Later, I tugged at my hat, feeling my soaking bangs cling to my scalp, not sure how much was sweat and how much was rain. I had been walking for a while. Vancouver is not a place to get lost in—well, I take that back. It is very much the place to lose your way and then discover it again, three hours later after a train ride through magnificent fire-red trees or after a morning winding through the city streets filled with commuters, trendy hipsters and starving art students to find yourself swinging on a swing set over clear ocean water as sail boats weave in and out of the harbor.

But all too easily, this evening, I found myself in a noisy, unfamiliar neighborhood filled with undesirable sights and sounds. My hotel, I felt sure, was just up ahead. But I had said that an hour ago; I glanced at my watch uneasily and prayed for invisibility.

Like any big city, Vancouver has its good, and it has its bad. My hotel overlooked the water, serving as a convenient location to jump the unassuming ferryboat to Granville Island, with its artsy shops, its daily fresh market and its lush beauty.

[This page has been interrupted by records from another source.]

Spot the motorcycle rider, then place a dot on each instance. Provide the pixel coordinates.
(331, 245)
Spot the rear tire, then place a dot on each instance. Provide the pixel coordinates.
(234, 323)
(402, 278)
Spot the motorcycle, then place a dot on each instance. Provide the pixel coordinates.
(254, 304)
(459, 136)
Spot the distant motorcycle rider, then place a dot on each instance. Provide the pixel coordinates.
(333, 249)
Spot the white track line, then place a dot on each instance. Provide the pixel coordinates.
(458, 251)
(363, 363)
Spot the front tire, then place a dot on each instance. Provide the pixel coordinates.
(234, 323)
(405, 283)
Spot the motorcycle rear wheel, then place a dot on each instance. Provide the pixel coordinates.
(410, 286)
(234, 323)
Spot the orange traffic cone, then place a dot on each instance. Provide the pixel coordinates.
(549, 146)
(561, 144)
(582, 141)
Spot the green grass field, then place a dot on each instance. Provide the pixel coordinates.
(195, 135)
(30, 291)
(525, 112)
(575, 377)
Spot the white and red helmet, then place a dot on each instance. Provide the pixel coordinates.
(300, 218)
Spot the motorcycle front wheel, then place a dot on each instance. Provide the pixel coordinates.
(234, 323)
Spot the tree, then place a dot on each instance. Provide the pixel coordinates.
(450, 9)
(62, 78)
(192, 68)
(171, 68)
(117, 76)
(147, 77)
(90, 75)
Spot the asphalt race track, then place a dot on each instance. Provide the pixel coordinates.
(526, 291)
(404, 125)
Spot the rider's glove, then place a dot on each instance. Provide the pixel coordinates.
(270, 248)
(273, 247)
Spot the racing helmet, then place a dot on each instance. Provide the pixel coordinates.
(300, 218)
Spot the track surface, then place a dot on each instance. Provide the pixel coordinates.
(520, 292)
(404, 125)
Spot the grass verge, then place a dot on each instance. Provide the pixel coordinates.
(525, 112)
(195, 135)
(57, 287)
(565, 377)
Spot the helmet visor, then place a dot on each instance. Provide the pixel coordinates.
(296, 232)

My feet reminded me of how much ground I traversed today. With an early morning jog to arrive me at the doorstep of a local coffee shop, frequented by in-the-know locals and a few imports such as myself. I gazed at the illusive French sayings scrawled across my paper cup, accompanied by their English counterparts—looking so very drab in comparison. I stopped to sip my foamy latte and listen to the many accents floating around me; that’s when I felt my eagerness for knowledge and adventure grasp hold. All I wanted to do was find an intriguing stranger, sit down for another latte and listen to him.

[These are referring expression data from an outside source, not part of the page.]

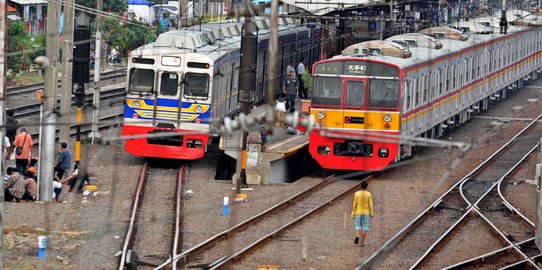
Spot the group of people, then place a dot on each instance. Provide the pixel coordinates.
(20, 182)
(293, 86)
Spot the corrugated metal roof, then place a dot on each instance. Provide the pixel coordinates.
(29, 2)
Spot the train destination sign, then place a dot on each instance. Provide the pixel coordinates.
(356, 68)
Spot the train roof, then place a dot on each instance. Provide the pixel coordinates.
(214, 39)
(406, 56)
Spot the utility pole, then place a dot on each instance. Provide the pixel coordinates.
(67, 84)
(3, 71)
(249, 43)
(47, 142)
(81, 72)
(271, 71)
(95, 132)
(503, 24)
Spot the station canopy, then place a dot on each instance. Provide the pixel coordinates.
(319, 8)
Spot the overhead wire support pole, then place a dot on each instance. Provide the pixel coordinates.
(249, 43)
(271, 71)
(503, 24)
(3, 72)
(95, 131)
(46, 161)
(67, 83)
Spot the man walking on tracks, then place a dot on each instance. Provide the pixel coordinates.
(362, 212)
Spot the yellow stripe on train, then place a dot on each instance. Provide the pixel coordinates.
(140, 104)
(357, 119)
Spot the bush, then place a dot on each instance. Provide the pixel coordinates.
(19, 47)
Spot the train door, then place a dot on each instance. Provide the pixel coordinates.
(167, 109)
(355, 94)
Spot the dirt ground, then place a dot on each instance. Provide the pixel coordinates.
(85, 232)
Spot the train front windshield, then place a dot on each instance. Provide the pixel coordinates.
(141, 80)
(380, 93)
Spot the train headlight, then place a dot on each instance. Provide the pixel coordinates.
(383, 152)
(324, 150)
(387, 117)
(320, 115)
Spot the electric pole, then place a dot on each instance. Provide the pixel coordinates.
(47, 142)
(249, 43)
(503, 24)
(95, 132)
(271, 71)
(67, 84)
(81, 70)
(3, 71)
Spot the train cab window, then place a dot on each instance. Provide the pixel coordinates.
(327, 91)
(196, 85)
(383, 93)
(355, 93)
(141, 80)
(168, 83)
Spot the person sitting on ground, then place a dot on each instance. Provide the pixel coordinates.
(31, 173)
(64, 160)
(14, 187)
(75, 181)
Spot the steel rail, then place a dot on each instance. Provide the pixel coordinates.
(248, 221)
(33, 109)
(29, 88)
(520, 262)
(399, 235)
(135, 206)
(509, 205)
(468, 211)
(514, 246)
(177, 239)
(289, 224)
(464, 264)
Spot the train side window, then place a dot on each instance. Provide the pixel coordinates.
(196, 85)
(355, 93)
(408, 93)
(425, 87)
(327, 90)
(141, 80)
(169, 82)
(417, 87)
(383, 93)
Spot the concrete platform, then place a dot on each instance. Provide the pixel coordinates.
(283, 158)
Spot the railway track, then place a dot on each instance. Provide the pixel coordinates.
(31, 88)
(224, 248)
(34, 109)
(154, 236)
(475, 198)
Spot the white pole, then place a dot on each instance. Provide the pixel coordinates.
(39, 147)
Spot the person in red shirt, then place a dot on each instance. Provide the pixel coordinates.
(23, 140)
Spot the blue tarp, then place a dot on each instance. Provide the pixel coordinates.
(139, 2)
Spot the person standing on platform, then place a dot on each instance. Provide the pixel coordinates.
(11, 126)
(362, 212)
(290, 89)
(300, 70)
(22, 157)
(290, 67)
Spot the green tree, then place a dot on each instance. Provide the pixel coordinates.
(19, 47)
(129, 36)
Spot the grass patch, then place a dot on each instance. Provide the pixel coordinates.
(32, 77)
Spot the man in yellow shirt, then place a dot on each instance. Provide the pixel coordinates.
(362, 212)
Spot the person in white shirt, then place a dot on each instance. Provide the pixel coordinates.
(290, 67)
(300, 70)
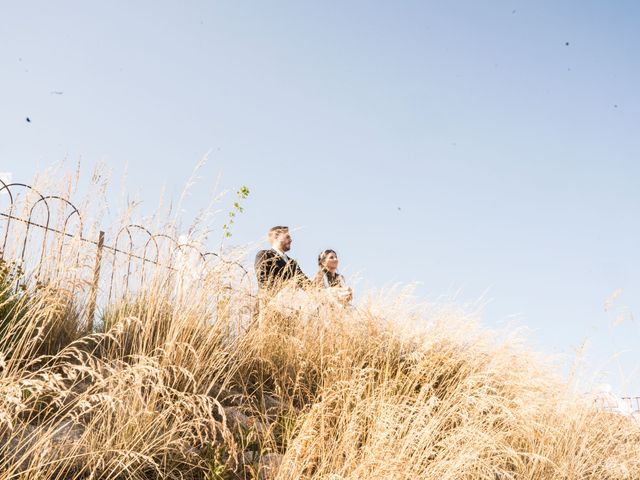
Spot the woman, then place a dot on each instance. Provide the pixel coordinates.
(328, 277)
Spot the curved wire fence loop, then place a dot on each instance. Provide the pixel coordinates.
(124, 229)
(29, 222)
(5, 187)
(64, 233)
(131, 243)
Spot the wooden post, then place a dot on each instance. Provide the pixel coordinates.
(94, 287)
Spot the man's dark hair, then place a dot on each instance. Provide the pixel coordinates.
(277, 229)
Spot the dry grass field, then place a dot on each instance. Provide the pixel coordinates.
(192, 381)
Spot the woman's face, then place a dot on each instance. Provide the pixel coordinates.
(330, 262)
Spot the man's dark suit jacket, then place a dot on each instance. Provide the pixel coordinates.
(272, 270)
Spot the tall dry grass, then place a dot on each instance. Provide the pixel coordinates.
(192, 380)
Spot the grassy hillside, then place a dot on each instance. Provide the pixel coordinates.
(184, 378)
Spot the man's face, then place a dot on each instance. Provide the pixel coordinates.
(283, 241)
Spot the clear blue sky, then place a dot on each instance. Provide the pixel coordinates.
(471, 146)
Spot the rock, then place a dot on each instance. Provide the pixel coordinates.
(238, 420)
(269, 465)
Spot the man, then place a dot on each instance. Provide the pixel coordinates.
(273, 267)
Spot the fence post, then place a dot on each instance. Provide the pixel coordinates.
(94, 287)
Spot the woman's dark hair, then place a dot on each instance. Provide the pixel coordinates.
(324, 255)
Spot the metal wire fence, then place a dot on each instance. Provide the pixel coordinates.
(48, 231)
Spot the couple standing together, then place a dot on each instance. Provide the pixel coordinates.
(275, 269)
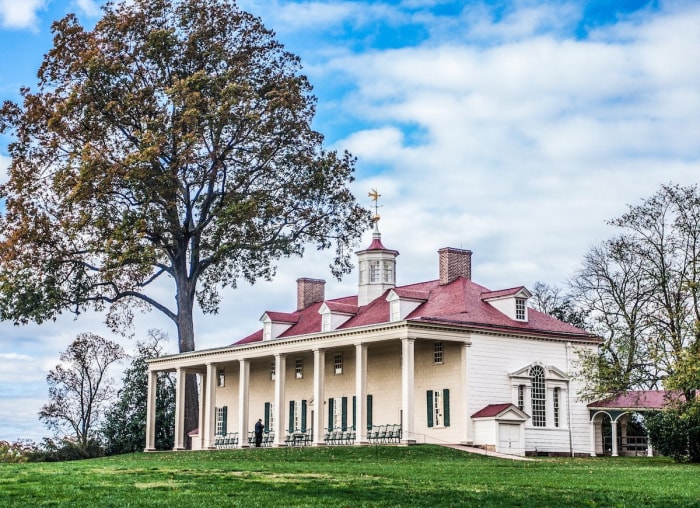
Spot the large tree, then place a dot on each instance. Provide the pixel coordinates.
(173, 143)
(79, 387)
(643, 290)
(124, 427)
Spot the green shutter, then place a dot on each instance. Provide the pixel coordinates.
(291, 416)
(303, 416)
(430, 407)
(344, 414)
(330, 414)
(446, 406)
(354, 412)
(369, 411)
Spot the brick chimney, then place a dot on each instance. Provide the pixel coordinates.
(454, 263)
(310, 291)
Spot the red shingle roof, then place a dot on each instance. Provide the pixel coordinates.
(640, 399)
(492, 410)
(459, 303)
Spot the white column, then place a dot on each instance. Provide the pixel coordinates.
(280, 374)
(465, 394)
(319, 395)
(549, 406)
(180, 375)
(361, 394)
(244, 402)
(151, 411)
(209, 398)
(407, 395)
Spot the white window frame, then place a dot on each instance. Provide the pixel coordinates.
(438, 353)
(271, 417)
(438, 409)
(520, 309)
(388, 272)
(538, 396)
(375, 271)
(219, 421)
(337, 412)
(338, 364)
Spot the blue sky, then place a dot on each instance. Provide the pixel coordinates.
(511, 128)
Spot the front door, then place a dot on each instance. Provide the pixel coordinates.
(509, 439)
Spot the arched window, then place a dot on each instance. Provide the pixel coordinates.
(539, 411)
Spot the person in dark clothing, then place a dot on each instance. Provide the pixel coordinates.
(258, 433)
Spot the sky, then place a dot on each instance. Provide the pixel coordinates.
(515, 129)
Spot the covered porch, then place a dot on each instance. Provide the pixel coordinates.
(624, 438)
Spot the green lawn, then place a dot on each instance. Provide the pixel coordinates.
(414, 476)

We all have such stories. I sometimes fool myself into thinking that I have some interesting tales to share around the campfire, but, really, as I pause to listen to others, I find I have so little to contribute. Yes, I feel like I’ve lived, to a certain extent, in my measly 26 years; and yet, my story is only one small story.

What about the student in Bolivia who, although never having been out of her country, speaks two languages fluently, plays and teaches piano and violin, spends 70 hours a month teaching the Bible and lives in a close-knit, supportive family? Or what about the young mother of two who knew how to ride a horse before she could walk and feels more comfortable herding cattle than she ever could in a shopping mall? Or the grandmother who dreamed of travel and college but could never afford them, and, instead, received her most precious desire: to raise a family in a loving, nurturing home.

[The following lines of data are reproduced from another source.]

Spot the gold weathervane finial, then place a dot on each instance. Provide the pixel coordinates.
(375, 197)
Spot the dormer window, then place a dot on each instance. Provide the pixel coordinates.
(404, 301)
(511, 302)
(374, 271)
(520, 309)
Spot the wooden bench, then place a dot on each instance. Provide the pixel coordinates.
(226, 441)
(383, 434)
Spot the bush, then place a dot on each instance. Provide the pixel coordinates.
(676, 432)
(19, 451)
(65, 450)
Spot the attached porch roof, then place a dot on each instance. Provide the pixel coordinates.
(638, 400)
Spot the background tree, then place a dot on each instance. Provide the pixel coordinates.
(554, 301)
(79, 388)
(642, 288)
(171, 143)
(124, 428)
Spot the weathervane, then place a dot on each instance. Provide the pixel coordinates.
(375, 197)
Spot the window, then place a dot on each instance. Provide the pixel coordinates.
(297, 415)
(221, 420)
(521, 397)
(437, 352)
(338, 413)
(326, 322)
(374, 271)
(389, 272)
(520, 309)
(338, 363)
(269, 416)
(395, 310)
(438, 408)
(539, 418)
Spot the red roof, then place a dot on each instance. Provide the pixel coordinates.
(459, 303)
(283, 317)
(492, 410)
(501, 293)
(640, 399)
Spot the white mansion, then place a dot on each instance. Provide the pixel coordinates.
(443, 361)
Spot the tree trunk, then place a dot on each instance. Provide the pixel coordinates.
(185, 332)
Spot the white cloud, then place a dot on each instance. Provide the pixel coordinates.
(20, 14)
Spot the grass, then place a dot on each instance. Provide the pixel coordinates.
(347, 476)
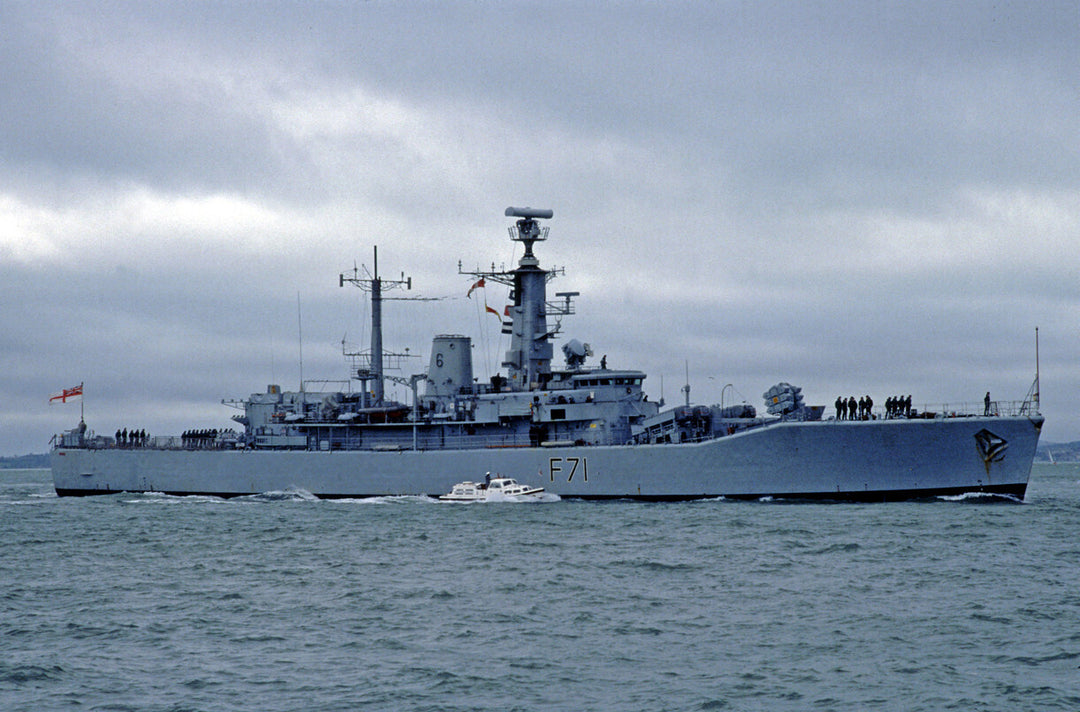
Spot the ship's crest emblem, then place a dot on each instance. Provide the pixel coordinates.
(991, 447)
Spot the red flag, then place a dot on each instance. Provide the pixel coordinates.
(72, 393)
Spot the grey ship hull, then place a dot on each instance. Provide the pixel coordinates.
(846, 460)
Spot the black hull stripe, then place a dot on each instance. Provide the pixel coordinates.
(1017, 491)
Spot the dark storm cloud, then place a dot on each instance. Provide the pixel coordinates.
(845, 196)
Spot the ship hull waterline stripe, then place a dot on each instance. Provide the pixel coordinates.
(1016, 491)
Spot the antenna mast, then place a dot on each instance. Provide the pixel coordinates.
(375, 284)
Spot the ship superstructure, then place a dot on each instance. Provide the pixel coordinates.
(584, 429)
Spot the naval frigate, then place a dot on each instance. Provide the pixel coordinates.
(578, 430)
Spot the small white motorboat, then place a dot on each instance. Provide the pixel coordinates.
(491, 489)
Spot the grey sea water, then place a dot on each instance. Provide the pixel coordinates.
(137, 602)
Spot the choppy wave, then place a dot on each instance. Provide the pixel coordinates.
(280, 602)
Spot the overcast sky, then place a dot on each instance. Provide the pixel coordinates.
(851, 197)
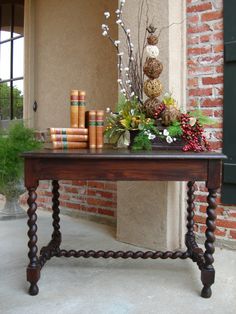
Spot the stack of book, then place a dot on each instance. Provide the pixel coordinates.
(63, 138)
(86, 127)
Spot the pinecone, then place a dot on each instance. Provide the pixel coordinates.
(152, 68)
(170, 114)
(152, 88)
(151, 106)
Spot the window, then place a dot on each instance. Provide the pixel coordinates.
(11, 59)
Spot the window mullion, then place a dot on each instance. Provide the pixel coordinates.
(11, 65)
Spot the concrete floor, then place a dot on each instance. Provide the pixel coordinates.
(96, 286)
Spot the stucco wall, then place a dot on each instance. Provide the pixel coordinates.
(70, 53)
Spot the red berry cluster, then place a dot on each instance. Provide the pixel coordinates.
(159, 110)
(193, 135)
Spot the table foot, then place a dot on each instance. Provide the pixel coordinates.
(208, 278)
(206, 292)
(33, 289)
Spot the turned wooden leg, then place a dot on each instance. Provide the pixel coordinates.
(56, 235)
(33, 269)
(208, 271)
(190, 209)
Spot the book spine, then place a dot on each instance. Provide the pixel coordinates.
(81, 109)
(69, 131)
(92, 128)
(99, 128)
(69, 145)
(69, 138)
(74, 108)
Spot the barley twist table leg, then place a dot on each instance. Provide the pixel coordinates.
(190, 209)
(33, 269)
(208, 271)
(56, 235)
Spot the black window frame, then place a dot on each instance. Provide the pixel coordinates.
(11, 40)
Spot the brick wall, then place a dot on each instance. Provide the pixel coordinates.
(205, 91)
(88, 198)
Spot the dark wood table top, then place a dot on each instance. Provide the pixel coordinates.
(111, 153)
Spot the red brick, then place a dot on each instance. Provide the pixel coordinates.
(90, 209)
(211, 16)
(193, 82)
(200, 92)
(219, 91)
(199, 51)
(220, 69)
(204, 38)
(110, 186)
(233, 234)
(211, 60)
(218, 113)
(212, 80)
(100, 202)
(193, 19)
(218, 232)
(96, 184)
(226, 223)
(218, 36)
(218, 48)
(198, 70)
(215, 145)
(192, 40)
(79, 182)
(44, 185)
(106, 212)
(198, 29)
(200, 219)
(218, 26)
(70, 189)
(219, 210)
(73, 205)
(199, 7)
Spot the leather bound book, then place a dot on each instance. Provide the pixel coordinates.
(81, 109)
(74, 108)
(69, 145)
(99, 128)
(91, 117)
(69, 138)
(69, 131)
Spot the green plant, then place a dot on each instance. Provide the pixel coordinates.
(13, 142)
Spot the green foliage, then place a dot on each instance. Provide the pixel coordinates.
(175, 129)
(13, 142)
(5, 102)
(142, 142)
(203, 120)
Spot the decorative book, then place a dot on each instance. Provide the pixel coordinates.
(99, 128)
(69, 131)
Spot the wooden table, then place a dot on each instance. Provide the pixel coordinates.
(116, 165)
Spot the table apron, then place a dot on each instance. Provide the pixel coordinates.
(115, 170)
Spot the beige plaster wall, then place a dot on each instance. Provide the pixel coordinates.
(69, 53)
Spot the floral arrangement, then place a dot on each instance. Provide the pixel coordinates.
(145, 123)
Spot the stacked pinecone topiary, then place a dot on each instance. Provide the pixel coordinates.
(152, 69)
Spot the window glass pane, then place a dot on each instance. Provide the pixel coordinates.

Everyone has a gripping, inspiring story—no matter how large or small we think our lives to be.

The important thing is to realize it’s there and, then, look for more.

My wandering mind wandered no further as I gratefully crossed the street to my comforting hotel. My day of discovery and reflection ending as my head hit the pillow. With only my journal to share my secrets, tomorrow will bring more learnings, more inspirations, more potential journeys.

The finding will only stop when I cease to look.


the triumph of borders

March 25, 2010

I can’t say I blame the guy who flew his plane into the IRS building. You don’t have to live long to realize that government will make you crazy.

If you let it.

And right now, I’m letting it.

I am currently fighting similar destructive sentiments regarding the Bolivian government.

Have you ever tried applying for a Visa? You might as well try to pass a health care bill. Obama’s takin a cake walk compared to the hoops I’m jumpin.

Traveling used to be an adventure. An enviable event the family would anticipate months leading up to its arrival.

Nowadays, if you want to fly cheap, you pack two outfits and a toothbrush. No checked bag for you. And forget shoelaces on those tennis shoes. Velcro all the way for quickness and agility. Perfect for maneuvering through slow-moving security lines.

Nowadays, international travel requires more than a backpack and cash. It requires documents and confidential personal records readily accessible for intense scrutiny at any moment. It requires working knowledge of the every-changing governmental entry requirements into this country or that one.

You want to travel the world? Sure, no problem. We’ll just need a copy of your birth certificate, add to that a swab of saliva, fingerprints, a lock of hair, proof of citizenship, record of every residency you’ve ever held, your dog’s paw print, $1000 cash only, high school GPA, a fingernail clipping, your credit score, favorite perfume fragrance. And lastly, your hereditary line starting with Adam.

Once you have these, you may enter our country.
Thank you. Come again.

I think this is the proper place to take a moment and honor all of those special people responsible for the incredibly high level of security precautions in our world today: the terrorists and various hate groups who can’t see beyond their own selfish desire to be placed above everyone else. In effect, creating the over-protective, jump-through-hoops, security-ridden, paranoid world that we see today.

And what a delight it is to live here.

Thank you. It wouldn’t be the same without you.